简单的五个字,却饱含了千言万语,藏着他全部的疼惜,全部的担忧,全部的自责,还有那份深藏心底、不敢轻易言说的在意。
他没有严厉的责备,没有多余的说教,只有这一句轻声的叮嘱,温柔又郑重,带着恳求,带着心疼,只希望周烬能多在意一点自己,能好好照顾自己,不要再让自己受伤,不要再独自承受所有的疼痛与委屈。
周烬抬眸,对上赵书珩满是心疼的眼眸,看着他紧锁的眉头,看着他眼底的慌乱与自责,看着他因为自己受伤,而失态心疼的模样,心底积攒已久的情绪,终于再也压抑不住。

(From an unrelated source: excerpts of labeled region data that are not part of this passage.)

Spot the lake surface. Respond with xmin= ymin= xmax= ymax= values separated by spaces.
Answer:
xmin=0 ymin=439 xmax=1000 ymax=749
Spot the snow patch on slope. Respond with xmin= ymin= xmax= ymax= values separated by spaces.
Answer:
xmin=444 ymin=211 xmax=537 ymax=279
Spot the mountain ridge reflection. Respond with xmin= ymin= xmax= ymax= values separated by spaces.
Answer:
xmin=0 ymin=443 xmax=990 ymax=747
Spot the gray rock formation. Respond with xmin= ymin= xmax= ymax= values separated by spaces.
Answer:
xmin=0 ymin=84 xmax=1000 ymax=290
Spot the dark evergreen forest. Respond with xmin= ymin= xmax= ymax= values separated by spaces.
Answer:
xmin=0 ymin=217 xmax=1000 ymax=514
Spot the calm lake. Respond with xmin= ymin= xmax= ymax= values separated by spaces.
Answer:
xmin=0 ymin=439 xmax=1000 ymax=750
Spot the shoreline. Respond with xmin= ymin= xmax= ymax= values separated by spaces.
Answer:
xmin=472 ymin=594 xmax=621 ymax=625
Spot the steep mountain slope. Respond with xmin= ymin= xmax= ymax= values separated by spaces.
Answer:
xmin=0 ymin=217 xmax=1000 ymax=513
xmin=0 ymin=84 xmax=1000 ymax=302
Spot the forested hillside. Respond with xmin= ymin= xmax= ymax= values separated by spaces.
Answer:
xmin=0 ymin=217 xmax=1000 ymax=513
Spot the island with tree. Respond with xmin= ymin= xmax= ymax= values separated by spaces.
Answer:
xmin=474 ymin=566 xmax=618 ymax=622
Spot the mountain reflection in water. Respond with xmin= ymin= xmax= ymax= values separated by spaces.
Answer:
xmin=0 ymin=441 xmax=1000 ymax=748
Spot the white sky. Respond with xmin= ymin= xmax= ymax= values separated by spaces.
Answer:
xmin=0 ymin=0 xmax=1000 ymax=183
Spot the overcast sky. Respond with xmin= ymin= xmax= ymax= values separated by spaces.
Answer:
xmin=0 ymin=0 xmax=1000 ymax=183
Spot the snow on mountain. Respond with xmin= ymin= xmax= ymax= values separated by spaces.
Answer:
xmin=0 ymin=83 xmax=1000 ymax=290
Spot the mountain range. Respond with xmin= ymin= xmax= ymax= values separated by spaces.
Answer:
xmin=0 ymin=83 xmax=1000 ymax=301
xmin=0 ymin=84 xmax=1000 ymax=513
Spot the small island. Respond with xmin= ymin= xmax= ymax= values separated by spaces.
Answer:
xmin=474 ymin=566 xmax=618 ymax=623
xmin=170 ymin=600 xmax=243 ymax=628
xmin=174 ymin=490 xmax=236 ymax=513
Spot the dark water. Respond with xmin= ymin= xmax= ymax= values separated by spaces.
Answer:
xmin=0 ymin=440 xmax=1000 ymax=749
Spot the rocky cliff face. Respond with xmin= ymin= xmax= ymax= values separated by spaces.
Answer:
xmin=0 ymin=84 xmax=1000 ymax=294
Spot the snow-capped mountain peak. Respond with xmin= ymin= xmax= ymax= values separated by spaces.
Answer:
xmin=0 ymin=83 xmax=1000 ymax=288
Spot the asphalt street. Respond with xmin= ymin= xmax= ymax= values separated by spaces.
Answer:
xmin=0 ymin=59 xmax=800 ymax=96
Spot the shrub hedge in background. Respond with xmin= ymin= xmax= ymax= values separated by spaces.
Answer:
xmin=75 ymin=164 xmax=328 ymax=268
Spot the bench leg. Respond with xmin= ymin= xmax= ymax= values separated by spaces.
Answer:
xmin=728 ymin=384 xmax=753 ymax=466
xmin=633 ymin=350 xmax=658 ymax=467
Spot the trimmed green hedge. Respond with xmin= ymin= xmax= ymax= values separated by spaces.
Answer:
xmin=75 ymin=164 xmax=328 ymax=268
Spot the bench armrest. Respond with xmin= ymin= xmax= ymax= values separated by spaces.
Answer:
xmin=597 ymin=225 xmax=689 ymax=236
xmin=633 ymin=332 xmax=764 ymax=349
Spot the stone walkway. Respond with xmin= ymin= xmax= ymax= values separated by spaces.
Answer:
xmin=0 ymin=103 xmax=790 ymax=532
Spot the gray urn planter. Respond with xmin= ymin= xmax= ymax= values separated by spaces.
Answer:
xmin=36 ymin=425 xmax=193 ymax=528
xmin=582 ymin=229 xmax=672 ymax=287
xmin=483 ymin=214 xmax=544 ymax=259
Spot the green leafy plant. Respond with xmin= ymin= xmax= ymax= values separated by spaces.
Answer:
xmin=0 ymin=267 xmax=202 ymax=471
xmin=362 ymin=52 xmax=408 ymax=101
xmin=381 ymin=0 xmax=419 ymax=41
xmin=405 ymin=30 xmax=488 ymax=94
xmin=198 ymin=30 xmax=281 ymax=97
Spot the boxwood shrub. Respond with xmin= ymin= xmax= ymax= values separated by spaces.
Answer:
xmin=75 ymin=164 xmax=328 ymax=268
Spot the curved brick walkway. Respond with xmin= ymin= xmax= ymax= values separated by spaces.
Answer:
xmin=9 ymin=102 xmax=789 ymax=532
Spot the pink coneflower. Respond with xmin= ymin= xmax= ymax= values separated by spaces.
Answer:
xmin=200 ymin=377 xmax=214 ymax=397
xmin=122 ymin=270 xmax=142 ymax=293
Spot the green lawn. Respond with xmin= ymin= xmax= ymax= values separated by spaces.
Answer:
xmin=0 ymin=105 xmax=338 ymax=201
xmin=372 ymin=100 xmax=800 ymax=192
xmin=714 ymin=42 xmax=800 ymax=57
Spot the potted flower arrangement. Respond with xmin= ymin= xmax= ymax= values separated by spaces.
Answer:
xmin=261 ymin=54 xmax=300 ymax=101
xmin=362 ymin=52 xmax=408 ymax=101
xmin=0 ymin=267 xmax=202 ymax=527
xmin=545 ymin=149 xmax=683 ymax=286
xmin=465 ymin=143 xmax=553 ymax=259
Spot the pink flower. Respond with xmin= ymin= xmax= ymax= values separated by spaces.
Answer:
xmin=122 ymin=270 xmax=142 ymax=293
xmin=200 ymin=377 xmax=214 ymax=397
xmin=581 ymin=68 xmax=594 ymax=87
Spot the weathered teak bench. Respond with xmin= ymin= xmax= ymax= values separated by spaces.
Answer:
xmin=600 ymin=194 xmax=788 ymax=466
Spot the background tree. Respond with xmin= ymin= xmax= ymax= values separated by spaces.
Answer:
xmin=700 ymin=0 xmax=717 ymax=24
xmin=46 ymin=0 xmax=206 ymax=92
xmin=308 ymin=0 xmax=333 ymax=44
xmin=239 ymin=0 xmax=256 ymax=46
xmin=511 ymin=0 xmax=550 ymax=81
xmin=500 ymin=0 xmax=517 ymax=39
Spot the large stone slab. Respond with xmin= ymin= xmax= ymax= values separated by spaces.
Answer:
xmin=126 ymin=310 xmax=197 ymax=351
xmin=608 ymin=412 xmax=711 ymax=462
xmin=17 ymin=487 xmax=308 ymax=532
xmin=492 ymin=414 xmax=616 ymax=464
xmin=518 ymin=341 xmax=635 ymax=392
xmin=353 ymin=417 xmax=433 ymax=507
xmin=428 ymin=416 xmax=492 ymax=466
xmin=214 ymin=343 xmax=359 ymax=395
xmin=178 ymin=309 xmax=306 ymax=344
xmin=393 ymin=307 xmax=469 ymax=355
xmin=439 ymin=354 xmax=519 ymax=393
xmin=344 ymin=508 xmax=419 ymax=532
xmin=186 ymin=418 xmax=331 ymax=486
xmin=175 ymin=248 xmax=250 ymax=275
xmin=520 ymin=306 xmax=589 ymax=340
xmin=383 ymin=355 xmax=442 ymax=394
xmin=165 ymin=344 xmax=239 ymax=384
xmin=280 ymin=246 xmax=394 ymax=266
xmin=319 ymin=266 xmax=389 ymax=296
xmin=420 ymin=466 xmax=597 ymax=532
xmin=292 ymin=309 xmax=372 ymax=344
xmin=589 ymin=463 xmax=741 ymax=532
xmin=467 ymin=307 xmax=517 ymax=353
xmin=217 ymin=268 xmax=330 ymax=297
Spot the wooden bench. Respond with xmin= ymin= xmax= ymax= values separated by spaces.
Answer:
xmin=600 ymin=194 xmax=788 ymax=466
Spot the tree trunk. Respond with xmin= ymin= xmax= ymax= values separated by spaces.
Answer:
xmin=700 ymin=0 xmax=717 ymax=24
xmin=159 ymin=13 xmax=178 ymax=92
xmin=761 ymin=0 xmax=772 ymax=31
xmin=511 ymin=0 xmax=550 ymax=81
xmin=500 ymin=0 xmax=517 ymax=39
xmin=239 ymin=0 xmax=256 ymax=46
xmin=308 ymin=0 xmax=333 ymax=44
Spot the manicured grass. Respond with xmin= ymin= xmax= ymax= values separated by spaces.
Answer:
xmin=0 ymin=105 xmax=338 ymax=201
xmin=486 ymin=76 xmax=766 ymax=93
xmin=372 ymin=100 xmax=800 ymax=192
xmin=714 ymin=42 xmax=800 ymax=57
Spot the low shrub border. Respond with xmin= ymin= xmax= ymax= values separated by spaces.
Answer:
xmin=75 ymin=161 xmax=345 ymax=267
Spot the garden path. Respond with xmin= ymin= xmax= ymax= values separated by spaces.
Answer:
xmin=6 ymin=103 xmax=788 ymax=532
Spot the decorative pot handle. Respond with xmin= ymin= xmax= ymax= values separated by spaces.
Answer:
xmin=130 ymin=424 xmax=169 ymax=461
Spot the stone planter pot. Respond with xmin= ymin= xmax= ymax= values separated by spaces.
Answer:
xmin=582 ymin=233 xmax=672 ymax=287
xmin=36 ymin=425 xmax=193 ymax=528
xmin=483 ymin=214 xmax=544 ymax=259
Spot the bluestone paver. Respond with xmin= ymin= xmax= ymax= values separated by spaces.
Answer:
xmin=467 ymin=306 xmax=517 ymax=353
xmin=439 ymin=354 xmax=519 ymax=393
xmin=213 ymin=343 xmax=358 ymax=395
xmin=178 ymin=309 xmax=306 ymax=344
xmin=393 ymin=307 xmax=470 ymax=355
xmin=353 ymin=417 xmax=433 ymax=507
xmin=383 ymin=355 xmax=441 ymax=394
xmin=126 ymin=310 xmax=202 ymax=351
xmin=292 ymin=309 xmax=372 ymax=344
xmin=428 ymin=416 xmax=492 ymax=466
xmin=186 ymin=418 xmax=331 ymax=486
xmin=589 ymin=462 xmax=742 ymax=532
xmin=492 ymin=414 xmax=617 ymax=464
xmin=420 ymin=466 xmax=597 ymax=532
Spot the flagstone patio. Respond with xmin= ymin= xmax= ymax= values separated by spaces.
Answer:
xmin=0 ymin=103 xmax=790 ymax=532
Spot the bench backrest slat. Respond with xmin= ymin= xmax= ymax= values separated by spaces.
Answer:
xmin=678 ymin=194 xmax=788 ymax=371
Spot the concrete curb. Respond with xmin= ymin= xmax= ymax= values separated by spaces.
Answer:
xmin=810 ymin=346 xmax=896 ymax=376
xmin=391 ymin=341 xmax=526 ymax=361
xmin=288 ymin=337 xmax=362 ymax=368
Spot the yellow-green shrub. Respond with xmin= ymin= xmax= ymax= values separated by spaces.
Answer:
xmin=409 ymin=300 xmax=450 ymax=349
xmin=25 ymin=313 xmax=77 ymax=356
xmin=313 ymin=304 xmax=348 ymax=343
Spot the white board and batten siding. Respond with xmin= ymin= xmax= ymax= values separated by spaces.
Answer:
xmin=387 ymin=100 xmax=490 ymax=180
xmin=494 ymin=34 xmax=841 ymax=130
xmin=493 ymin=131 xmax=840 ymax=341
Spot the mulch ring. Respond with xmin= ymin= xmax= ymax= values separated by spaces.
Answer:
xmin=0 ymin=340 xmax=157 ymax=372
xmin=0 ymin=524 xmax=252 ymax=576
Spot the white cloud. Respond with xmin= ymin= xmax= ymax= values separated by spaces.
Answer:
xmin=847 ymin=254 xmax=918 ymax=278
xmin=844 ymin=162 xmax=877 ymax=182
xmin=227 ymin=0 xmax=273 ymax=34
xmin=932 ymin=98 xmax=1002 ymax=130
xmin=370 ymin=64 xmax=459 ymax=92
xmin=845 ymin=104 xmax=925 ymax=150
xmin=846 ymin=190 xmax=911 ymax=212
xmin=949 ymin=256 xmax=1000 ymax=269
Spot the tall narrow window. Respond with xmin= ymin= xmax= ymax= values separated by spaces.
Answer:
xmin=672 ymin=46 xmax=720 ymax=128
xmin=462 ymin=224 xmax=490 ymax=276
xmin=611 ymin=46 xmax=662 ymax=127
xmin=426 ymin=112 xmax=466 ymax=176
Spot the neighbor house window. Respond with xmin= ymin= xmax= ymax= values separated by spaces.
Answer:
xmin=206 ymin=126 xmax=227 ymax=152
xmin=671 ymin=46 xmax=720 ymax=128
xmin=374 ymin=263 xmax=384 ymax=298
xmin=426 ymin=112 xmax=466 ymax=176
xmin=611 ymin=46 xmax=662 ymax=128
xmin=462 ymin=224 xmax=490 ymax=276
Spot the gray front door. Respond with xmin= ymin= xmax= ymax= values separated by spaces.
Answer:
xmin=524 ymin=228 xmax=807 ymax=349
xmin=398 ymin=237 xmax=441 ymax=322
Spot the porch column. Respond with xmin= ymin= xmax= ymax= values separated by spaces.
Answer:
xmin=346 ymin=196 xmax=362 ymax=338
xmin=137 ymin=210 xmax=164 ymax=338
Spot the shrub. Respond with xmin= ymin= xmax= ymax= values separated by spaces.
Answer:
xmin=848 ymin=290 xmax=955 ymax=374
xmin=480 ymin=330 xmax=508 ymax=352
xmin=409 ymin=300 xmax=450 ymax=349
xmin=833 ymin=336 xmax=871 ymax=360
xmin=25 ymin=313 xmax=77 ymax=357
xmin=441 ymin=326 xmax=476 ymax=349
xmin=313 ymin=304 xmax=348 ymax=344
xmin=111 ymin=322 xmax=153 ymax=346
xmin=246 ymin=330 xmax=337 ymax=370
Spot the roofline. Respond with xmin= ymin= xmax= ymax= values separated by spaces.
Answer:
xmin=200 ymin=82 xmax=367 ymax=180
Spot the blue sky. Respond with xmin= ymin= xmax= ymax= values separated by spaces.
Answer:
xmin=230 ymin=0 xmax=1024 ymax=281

鼻尖的酸涩愈发浓烈,眼眶微微发热,原本平静的心底,翻涌起滔天的暖意与动容。
他依旧没有说话,只是轻轻眨了眨眼,长长的睫毛上,沾染了一丝细微的湿润,却依旧倔强地没有让眼泪落下。
他只是安静地看着赵书珩,轻轻点了点头,用自己独有的沉默方式,回应着这份浓烈又温柔的心疼。
他不是不想照顾好自己,只是在他的心底,赵书珩的忙碌、赵书珩的饮食、赵书珩的一切,都比自己更加重要。
他习惯了默默付出,习惯了隐忍,习惯了把所有的疼痛与委屈都藏在心底,从不轻易外露,从不麻烦任何人,更不想麻烦赵书珩。
可此刻,看着赵书珩为自己心疼到失态,为自己眉头紧锁,为自己小心翼翼上药的模样,他才忽然明白,自己的隐忍,自己的沉默,自己的不善待自己,会让眼前这个在意他的人,如此心疼,如此自责。
茶水间里,灯光暖黄,气氛安静又缱绻,带着淡淡的心疼与动容,在空气里缓缓流淌。
赵书珩依旧蹲在周烬面前,久久没有起身,紧紧握着他没有受伤的右手,指尖轻轻摩挲着他的手背,眉头依旧微微蹙着,眼底的心疼,丝毫没有散去,依旧满是担忧。
他轻轻抬起周烬包扎好的左手,放在自己的掌心,动作轻柔地呵护着,生怕碰到伤口,让他再次疼痛。
“以后不许再这样傻了,受伤了第一时间告诉我,不管任何时候,任何事情,都比不上你自己重要,知道吗?”
赵书珩再次开口,声音依旧温柔,却带着坚定的叮嘱,语气里满是不容置疑的在意,他是真的不想,再也不想看到周烬受伤,不想看到他独自隐忍疼痛的模样。
周烬看着他,看着他满眼的心疼与担忧,终于,微微动了动唇,依旧没有发出声音,却用极轻、极认真的神态,再次点了点头,眼底泛起一丝淡淡的、前所未有的柔软。
他记住了,记住了赵书珩这句满是心疼的叮嘱,记住了眼前这个人,会因为他的一点小伤,而慌乱心疼,会把他放在如此重要的位置上。
往日里,他活在自己封闭的世界里,无人在意,无人心疼,受伤了、疼痛了,只能自己独自扛着,久而久之,便习惯了不善待自己,习惯了忽略自己的感受。
可如今,有一个人,会因为他的烫伤而心疼皱眉,会蹲在他面前小心翼翼为他上药,会轻声叮嘱他照顾好自己,会把他的安危,看得比一切都重要。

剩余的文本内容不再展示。